Un bébé. Un orphelin de laboratoire. Houla mais ce n’est pas bien de faire des expériences sur les bébés, mais tout le peuple s’en fout dans le bouquin. Ah non, c’est vrai que c’est top secret, donc tout le monde s’en fout, puisque personne ne sait. Il n’y a d’ailleurs pas de peuple dans le bouquin, juste les héros qui se courent après. Un bébé qui dort dans un liquide amniotique de synthèse, enveloppé d’une membrane (en kevlar ?) qui clignote de partout, entre le sapin de Noël et le tableau de bord d’un A380.
Christine porte le colis chez son voisin (ah ah). A peine arrivée, un méchant asiatique appelé Cobra (ah ah) défonce la porte de l’appartement de Christine, renverse certainement le vin et les cacahuètes et repart (pas content). Damien (le voisin sexy ah ah) lui décrit plus clairement la situation : elle est en danger, le bébé aussi, et il va les aider. Enfin, un homme, un vrai. Vite, Cobra arrive ! Hop, Levine a dit que le bébé était en danger et quand Levine dit, Christine fait. Elle met vite fait le bébé dans son sac à main et file par la fenêtre, sous la pluie. Prochain arrêt : le magasin de sport pour piquer ces fameuses fringues qui gardent le chaud dedans et le froid dehors, sans oublier un sac de sport pour bébé (qui roupille au fait).
D’accord, j’exagère, beaucoup. Si David Emton était là, il m’enverrait dans ma chambre avec des verbes irréguliers à conjuguer. Mais son roman est tellement fourré de clichés qu’il en est parfois drôle. Alors que l’histoire est hautement tragique. Mais si vous avez vu Armageddon, vous allez rigoler à propos de l’invraisemblabilité des faits et des rencontres soit-disant fortuites. Des mecs qui meurent sur le coup d’un coup de harpon dans la jambe et ceux qui courent un 100 mètres avec une balle dans le cœur (ah ah).
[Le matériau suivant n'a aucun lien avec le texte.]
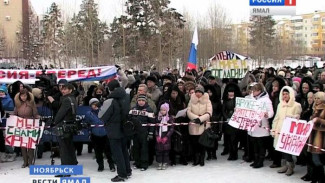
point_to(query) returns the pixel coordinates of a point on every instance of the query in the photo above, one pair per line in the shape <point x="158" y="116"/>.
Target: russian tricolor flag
<point x="191" y="64"/>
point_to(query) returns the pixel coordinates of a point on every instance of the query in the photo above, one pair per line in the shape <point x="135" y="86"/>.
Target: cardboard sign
<point x="248" y="113"/>
<point x="84" y="74"/>
<point x="228" y="65"/>
<point x="293" y="136"/>
<point x="22" y="132"/>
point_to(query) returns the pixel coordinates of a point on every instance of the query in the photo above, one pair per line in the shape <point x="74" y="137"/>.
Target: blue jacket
<point x="7" y="103"/>
<point x="91" y="117"/>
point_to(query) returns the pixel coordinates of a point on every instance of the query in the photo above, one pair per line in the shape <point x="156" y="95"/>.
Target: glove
<point x="150" y="136"/>
<point x="197" y="121"/>
<point x="158" y="139"/>
<point x="164" y="140"/>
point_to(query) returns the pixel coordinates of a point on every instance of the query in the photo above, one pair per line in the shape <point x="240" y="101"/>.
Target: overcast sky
<point x="238" y="10"/>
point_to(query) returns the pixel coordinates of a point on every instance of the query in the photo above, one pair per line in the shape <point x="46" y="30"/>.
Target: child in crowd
<point x="163" y="136"/>
<point x="99" y="136"/>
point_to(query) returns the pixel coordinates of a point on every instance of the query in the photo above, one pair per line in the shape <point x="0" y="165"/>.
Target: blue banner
<point x="55" y="170"/>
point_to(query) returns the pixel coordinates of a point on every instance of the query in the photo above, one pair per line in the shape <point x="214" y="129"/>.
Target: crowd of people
<point x="135" y="117"/>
Les chapitres sont découpés avec une rigueur mathématique réfléchie, à la manière des apparitions télévisées minutées, faisant monter la mayo du suspense au point de ne plus pouvoir lâcher le livre. Mais si, parce que les personnages n’ont aucune profondeur, aucune description n’est donnée, à part quelques banalités sur les vaguelettes formées par le zodiac ou les gouttes qui font plic plic dans les souterrains.
Les services secrets et les forces spéciales super entraînées passent pour des gigolos (à se demander ce qu’ils font là), les personnages ne sont pas du tout attachants, ils n’ont pas de réelle motivation. C’est dommage.
David Emton écrit un scénario pour une série Canal+, oui, il est fait pour ça, les scénarios, mais il ne faut pas oublier de créer les personnages entièrement, c’est trop facile de les faire orphelins et de leur envoyer des méchants aux trousses, s’ils n’ont aucune motivation, personne n’y croît. Quand c’est trop gros, ça ne passe pas toujours. Juste divertissant.